About the book: Baby Comes Home: A Parent’s Guide to a Healthy and Well First Eighteen Months communicates the latest science that explains how positive or negative early childhood experiences can have lifelong consequences. The book begins by describing the vital changes that occur in a baby’s brain during the first 18 months. It then explores the new “Science of TLC”, that shows how tender, loving, and caring relationships with babies help to positively shape their brains. The book then presents important practical information on safety in the home and outdoors, baby routines/patterns, immunizations, injury prevention, nutrition, and more. To complete this useful guide, the doctor also reviews common baby care issues and concerns as well as illnesses and conditions commonly seen during the first few years of life. Whether you’re a parent, grandparent, daycare teacher or child caregiver, this book is an excellent reference resource for your baby’s current and future health, wellness and prosperity.
My thoughts: Since it takes a village to raise a child, it is quite useful for not just parents, but all members of a community to know how to contribute to raising healthy children. With the number of people in my community who have had or are having babies, I find myself gravitating naturally towards books such as this one to see how I can best fulfill my role as aunty. I go through these materials reflecting on what my role is in making sure that babies and children get what they need.
Baby Comes Home: A Parent’s Guide to a Healthy and Well First Eighteen Months underlines the importance of the first few months in a baby’s life. It walks the line between demonstrating the scientific validity of suggestions by quoting studies and translating these into a daily routine a parent can implement (and an aunty can reinforce). In an effort to make the material approachable to a very broad audience, a very commendable objective, many definitions are given; there is an attempt at simplifying the language which makes the writing sometimes takes on a condescending edge. Although there wasn’t much that caregivers other than parents could really implement, it is a wealth of very interesting information that makes interacting with babies of that age all the more fascinating.
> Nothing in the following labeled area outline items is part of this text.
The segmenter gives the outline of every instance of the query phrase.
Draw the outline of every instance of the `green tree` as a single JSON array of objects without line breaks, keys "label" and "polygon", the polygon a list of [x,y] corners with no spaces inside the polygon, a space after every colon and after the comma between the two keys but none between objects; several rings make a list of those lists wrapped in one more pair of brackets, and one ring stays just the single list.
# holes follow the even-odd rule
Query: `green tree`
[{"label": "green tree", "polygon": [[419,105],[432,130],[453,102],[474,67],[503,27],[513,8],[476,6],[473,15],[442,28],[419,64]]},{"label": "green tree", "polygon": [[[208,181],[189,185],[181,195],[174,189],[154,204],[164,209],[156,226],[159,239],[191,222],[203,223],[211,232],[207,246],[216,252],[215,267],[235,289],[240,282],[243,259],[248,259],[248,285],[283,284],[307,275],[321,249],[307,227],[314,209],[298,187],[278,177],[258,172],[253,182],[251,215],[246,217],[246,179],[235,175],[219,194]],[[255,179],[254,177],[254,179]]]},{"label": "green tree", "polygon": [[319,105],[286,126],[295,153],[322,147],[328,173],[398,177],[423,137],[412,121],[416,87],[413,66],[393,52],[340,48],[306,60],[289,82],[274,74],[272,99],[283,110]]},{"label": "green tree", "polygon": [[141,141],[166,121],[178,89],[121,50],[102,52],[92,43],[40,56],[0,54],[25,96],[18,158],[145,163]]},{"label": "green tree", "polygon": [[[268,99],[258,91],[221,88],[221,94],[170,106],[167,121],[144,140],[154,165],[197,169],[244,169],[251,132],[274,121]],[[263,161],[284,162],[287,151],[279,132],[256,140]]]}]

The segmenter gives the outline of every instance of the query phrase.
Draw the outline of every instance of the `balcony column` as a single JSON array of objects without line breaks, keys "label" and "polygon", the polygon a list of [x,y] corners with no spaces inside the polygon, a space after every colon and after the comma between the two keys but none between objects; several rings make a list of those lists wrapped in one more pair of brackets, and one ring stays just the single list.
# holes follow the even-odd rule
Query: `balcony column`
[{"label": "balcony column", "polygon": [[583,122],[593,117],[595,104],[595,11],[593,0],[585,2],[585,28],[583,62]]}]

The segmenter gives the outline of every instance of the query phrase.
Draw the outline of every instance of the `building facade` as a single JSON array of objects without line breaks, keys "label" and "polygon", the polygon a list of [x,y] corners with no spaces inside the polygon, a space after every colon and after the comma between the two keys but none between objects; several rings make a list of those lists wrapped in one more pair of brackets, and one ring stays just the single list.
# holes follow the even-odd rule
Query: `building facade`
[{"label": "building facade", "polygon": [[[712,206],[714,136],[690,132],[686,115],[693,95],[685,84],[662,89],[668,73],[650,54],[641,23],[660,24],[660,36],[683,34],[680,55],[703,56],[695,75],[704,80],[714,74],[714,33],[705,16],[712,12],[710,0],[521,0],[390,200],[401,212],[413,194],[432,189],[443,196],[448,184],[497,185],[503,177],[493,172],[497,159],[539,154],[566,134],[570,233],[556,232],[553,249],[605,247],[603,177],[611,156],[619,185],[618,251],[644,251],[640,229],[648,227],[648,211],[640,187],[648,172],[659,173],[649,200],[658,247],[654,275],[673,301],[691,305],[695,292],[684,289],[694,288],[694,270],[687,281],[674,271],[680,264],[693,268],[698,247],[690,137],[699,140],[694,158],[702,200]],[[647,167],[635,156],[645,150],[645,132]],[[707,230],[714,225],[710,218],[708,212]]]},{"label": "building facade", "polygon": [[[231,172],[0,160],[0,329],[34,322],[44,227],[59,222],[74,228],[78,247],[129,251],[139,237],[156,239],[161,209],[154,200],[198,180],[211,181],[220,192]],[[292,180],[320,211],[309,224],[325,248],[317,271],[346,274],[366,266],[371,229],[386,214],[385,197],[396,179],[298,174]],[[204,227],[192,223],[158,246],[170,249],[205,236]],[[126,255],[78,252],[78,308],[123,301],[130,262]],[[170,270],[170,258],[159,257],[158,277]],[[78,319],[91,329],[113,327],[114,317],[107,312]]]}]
As for parents, just like with all the other books they are going to read on this topic, they are going to have to strike a balance between what information in this book they are going to implement and what they won’t. The format makes it easy for parents to either read through and decide what they want to use or not, or to consult specific chapters as their baby grows and develops. Many questions that I have heard parents wondering about are reflected in this tome; no doubt Roumeliotis channeled the many questions he received from parents into his work.
Baby Comes Home: A Parent’s Guide to a Healthy and Well First Eighteen Months is a good volume to add to a parenting collection; easy to navigate and read, it will come in handy often enough to warrant eventually buying another copy that isn’t bent, dented, and bruised.